Participatory approaches to wedding planning might seem like a feature of the information age but may just be the latest incarnation of an older Jewish tradition.
NEW YORK — When Amanda Melpolder began planning her wedding to Jeff Greenberg, she hoped the ceremony would be unlike others.
Melpolder had become involved in an independent minyan in Brooklyn after converting to Judaism several years ago, and she and Greenberg wanted their their wedding this June to reflect the prayer group's community spirit and sense of do-it-yourself camaraderie.
Friends were asked to lead prayers and narrate the signing of the ketubah, or marriage contract. Melpolder, a chef, solicited recipes from guests that would be bound in a souvenir cookbook. Assignments were given to friends based on personalities and interests.
“Since our Jewish community is one that we created and are actively part of, it made sense that our wedding would be the same theme, with people leading different parts of the ceremony,” Melpolder said.
Such participatory approaches to wedding planning might seem like a feature of the information age but may be just the latest incarnation of an older Jewish tradition.
“The word ‘crowdsourcing’ is a new word for an old thing,” said artist Nahanni Rous, who creates custom chuppahs, or wedding canopies.
“We are pretending that we just invented this idea of the shtetl. It’s like everybody would come to the wedding, and that was how a community got together to celebrate.”
In other words, it has always taken a village. It’s just that now the village looks quite different.
Based in Washington, D.C., Rous often incorporates crowdsourcing into her work, such as asking friends to submit fabric swatches.
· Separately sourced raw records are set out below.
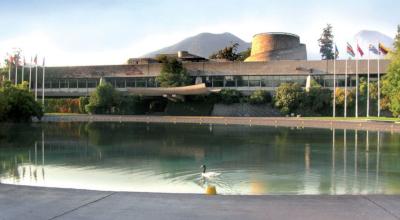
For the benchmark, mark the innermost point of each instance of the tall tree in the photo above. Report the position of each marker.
(391, 81)
(326, 43)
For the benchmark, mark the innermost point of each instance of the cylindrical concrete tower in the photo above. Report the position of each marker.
(277, 46)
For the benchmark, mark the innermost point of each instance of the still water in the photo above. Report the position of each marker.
(167, 158)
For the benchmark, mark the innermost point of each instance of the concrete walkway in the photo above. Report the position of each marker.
(23, 202)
Her chuppah-making career began, appropriately enough, at her own wedding. She and husband Ned Lazarus, who met in Israel and married in 2004, had two ceremonies, in Jerusalem and New Hampshire, to accommodate friends in far-flung locales. Each guest was asked to bring fabric that was pinned to a sheet at the wedding.
“We had people from every region of Israel and the Palestinian territories at the ceremony. We had everything from a kippah with a Magen David knitted on it to a Palestinian flag to a piece of someone’s wedding dress and a map,” Rous said. “It was a really beautiful hodgepodge.”
Since then, Rous has worked with couples to create custom chuppahs, incorporating everything from traditional Jewish symbols to quotes from poets such as e.e. cummings and Pablo Neruda. Some of her clients aren’t even Jewish but like the concept of the chuppah.
In some cases, crowdsourcing is a way to make guests feel more involved in a ceremony, but it can also be a way to make logistics a little easier for the bride and groom.
When Caroline Waxler and Michael Levitt married last summer, they came up with a Twitter hashtag for their wedding guests. Waxler, who runs a digital strategy company, knew her tech-obsessed friends would be tweeting photos from the ceremony and reception.
With the hashtag #waxlevittwedding, she was able to find them easily.
“When you’re making a commitment in public to one other person, it’s kind of also a reminder that in your life you are supported by people, not just by one other person,” Rous said.
While crowdsourcing methods can make family and friends feel more involved in the wedding, Melpolder admits that she may have other reasons for making the big day a little more social.
“I really hope someone hooks up at our wedding,” she said.